General-Anzeiger Bonn by Thomas Kliemann, Editor Feuilleton

He was probably not really in a good mood when he sat down at the grand piano in the Cologne Opera on January 24, 1975. Jazz pianist Keith Jarrett, then 29, had arrived from Switzerland early that morning in a rickety R4. On stage, instead of the promised Bösendorfer 290 Imperial concert grand, there was an out-of-tune baby grand from the rehearsal room. Dinner arrived much too late. Jarrett – heavily overtired – had actually lost the desire to perform. But then he let himself be persuaded by the ambitious organizer Vera Brandes (18).

The concert – 66 minutes of free improvisation – became a milestone in jazz history and a great moment for all of the 1400 listeners in Cologne. That it was recorded at all – for internal purposes – is a miracle. The recording, released by ECM, became a hit, the best-selling jazz solo record, the best-selling piano solo record. Millions and millions of fans love it, follow the flow of the music as if in a trance, know when the master, sighed, hummed or groaned.

A frozen moment of bliss. Of course, one is skeptical at first when someone wants to replay this masterpiece born of spontaneity, note for note, pause for pause. To force the “Köln Concert”, this manifesto of freedom, into a framework of notes? Unthinkable!

Japanese pianist Maki Namekawa, wife of conductor Dennis Russell Davies, has taken on the concerto, meticulously worked through it, and discussed the project of a revival with Jarrett, now 78. “I told Keith that I was not a jazz pianist, but that I wondered how my interpretation of ‘The Köln Concert’ sounded to him. He smiled and simply replied, ‘The Köln Concert is not jazz.'” Jarrett gave his blessing.

Be that as it may, on the stage of the completely sold-out Pantheon – with “emergency seats offered behind a curtain and in the lounge, there was no ruinous baby grand piano, but a Steinway magnificent specimen, Model D, which, at 274 centimeters long, is one of the company’s premium instruments. This information is important. Because the interpretation that Namekawa presented is probably from a purely technical viewpoint what Jarrett had hoped for in Cologne. All reservations, all skepticism about the revitalization of the “Cologne Concert” evaporate after the first sounds. Physically very restrained, almost humble, but with full access and extensive use of the pedal (with Jarrett in Cologne, the pedal system had occasionally snagged), the pianist went to work. In front of an absolutely spellbound and concentrated listening audience – a single cough was counted – she resurrected this masterpiece – in an unbelievable tonal brilliance and a precision that put Jarrett’s improvisational ops note for note almost unadulterated into the room.

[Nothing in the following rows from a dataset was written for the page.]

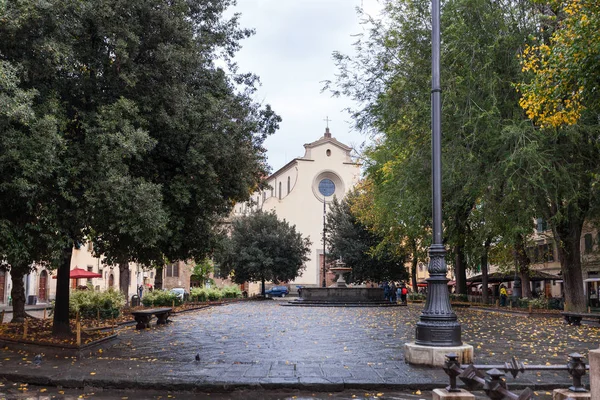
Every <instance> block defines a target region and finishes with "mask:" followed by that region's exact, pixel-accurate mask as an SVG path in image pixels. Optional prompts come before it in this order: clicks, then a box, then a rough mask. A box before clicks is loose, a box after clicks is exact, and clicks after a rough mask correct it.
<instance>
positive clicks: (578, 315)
mask: <svg viewBox="0 0 600 400" xmlns="http://www.w3.org/2000/svg"><path fill="white" fill-rule="evenodd" d="M560 314H561V315H562V316H563V318H564V319H565V321H567V323H568V324H569V325H576V326H579V325H581V320H582V319H596V320H598V322H600V314H594V313H576V312H566V311H565V312H561V313H560Z"/></svg>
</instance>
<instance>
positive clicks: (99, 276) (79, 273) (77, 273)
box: [52, 268, 102, 279]
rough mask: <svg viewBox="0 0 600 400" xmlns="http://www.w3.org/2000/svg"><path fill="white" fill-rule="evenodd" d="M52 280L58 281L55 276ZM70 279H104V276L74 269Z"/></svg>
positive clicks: (56, 277) (81, 270)
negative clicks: (98, 278) (102, 277)
mask: <svg viewBox="0 0 600 400" xmlns="http://www.w3.org/2000/svg"><path fill="white" fill-rule="evenodd" d="M52 278H53V279H56V278H57V277H56V275H55V276H53V277H52ZM69 278H70V279H90V278H102V274H97V273H95V272H92V271H86V270H85V269H81V268H73V269H72V270H71V273H70V274H69Z"/></svg>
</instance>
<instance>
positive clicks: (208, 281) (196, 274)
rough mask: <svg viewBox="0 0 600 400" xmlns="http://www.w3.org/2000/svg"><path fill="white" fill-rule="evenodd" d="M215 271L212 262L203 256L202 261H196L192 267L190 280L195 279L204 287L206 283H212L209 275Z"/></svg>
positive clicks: (212, 262)
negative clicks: (191, 276)
mask: <svg viewBox="0 0 600 400" xmlns="http://www.w3.org/2000/svg"><path fill="white" fill-rule="evenodd" d="M214 272H215V266H214V264H213V262H212V261H211V260H210V259H208V258H205V259H204V260H202V262H197V263H196V264H195V265H194V268H192V281H195V282H196V283H198V284H199V285H200V287H204V286H205V285H206V284H207V283H210V284H214V280H213V279H212V278H211V277H210V276H211V274H213V273H214Z"/></svg>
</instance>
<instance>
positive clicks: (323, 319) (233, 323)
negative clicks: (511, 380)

The “Cologne Concert”, already performed by Namekawa in the Philharmonie in Paris and at the Ars Electronica Festival in Linz, illuminates the work in a new way, so to speak, letting the flowing passages, the motif developments and changes, the dramatic, even erratic tempo intensifications, the thoughtful, contemplative sequences appear very vividly, revealing -even more strongly than the ECM recording – small weaknesses and breaks in that free 66-minute performance in Cologne. At that time it was a risky balancing act without a safety net, one senses that in retrospect. And in the Pantheon? A very special, intense, dreamlike evening.

It should also be noted that the baby grand piano in Cologne was later scrapped. Vera Brandes is still annoyed that she didn’t buy it as a souvenir or as an investment. And the Bonn grand piano? The gentlemen from Piano Rumler were already standing in front of the Pantheon, ready to bring the good, noble piece safely back to the warehouse.